Sunday, November 27, 2005


Urban Istanbul is a surprisingly westernized place. I learned this watching an exquisitely shot film called "Distant" this evening. I recommend it to fans of minimalist cinema. It is the story of Mahmut, a divorced 40 year old commercial photographer living in a modern, very European Istanbul. It is clear that he once held ideals about photography, but pays the bills by shooting floor tiles. When inspiration strikes, he's too jaded to find the motivation. This is a metaphor for his life, which is the real subject of the film.

In one scene, Mahmut is sitting near the Bosphorus River, thinking about how he came to this "distant" emotional place.

It was a familiar scene, one I remember from my days as a college student struggling with the emerging realities of adulthood. But at 20, there was always a comforting depth to my melancholy. It often felt authentic, real, hopeful, and even quite inspiring.

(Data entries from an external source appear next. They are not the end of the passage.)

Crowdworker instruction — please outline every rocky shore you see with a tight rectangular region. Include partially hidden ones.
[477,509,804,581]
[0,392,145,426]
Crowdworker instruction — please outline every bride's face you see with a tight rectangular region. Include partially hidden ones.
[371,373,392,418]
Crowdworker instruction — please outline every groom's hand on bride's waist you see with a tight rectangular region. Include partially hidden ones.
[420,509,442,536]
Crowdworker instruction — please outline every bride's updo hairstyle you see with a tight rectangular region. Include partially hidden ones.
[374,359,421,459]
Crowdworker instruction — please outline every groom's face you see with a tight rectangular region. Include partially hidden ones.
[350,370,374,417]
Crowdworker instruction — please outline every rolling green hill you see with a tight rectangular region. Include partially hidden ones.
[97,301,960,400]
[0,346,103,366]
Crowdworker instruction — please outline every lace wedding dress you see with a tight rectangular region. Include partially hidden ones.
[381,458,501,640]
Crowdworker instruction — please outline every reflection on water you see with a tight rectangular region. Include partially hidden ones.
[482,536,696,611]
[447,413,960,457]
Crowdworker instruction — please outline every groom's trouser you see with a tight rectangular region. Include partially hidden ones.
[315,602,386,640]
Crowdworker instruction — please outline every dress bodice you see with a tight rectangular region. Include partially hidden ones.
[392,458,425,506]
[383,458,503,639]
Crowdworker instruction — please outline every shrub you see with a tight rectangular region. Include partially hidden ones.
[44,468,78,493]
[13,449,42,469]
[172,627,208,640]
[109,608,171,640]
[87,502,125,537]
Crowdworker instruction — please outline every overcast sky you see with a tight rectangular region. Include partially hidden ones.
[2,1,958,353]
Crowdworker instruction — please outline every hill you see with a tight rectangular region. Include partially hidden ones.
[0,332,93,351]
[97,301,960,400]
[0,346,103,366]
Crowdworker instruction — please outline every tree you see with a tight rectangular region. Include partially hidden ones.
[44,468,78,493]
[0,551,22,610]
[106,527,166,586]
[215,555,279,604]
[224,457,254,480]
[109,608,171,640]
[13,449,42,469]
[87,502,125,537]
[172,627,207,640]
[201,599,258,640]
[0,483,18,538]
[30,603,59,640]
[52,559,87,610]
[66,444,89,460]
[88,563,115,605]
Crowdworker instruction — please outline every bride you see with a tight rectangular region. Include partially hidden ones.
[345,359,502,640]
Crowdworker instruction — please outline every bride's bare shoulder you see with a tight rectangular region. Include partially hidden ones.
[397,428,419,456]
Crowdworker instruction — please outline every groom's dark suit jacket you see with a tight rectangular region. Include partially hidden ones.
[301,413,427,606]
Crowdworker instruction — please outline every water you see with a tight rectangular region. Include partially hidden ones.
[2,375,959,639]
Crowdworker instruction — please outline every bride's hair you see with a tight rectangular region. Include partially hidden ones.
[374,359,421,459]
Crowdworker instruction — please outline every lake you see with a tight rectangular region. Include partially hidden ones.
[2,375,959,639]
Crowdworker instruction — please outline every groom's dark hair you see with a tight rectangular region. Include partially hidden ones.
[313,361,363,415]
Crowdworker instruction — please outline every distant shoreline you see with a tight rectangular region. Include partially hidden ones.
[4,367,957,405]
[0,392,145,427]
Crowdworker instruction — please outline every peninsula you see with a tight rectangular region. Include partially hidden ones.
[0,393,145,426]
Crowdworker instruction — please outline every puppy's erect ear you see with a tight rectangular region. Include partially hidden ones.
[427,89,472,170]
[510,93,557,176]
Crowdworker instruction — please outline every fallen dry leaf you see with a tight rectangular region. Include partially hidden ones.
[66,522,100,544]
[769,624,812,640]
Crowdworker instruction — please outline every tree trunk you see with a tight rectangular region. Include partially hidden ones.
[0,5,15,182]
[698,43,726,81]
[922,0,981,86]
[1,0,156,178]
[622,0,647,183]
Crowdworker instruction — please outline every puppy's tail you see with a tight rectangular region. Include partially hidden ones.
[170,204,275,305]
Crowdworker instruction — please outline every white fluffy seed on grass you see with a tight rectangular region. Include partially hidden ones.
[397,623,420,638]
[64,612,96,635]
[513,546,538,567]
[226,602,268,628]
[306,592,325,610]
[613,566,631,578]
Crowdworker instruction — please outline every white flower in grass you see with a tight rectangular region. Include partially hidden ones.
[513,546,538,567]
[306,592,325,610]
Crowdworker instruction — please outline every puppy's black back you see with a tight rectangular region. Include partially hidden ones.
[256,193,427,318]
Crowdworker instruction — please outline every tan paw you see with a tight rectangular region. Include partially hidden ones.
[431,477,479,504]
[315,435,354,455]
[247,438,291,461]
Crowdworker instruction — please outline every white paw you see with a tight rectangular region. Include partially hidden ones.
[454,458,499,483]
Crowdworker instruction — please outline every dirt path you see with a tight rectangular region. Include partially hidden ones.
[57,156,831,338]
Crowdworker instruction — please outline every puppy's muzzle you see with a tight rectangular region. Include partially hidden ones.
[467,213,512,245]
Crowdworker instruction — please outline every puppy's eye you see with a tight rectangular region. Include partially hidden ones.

I suppose It was the weight of the future that made it so strangely fulfilling.

40 year old Mahmut sits as a man well into his life and very alone, very much looking back rather than forward. In Mahmut, the same emotions I recognized from my melancholy college days seem to have a much different, tragic meaning.

The pacing of the fillm is very deliberate, full of the kind of pregnant silence that polarizes movie fans. Highly recommended, if you're into that kinda thing (which I am).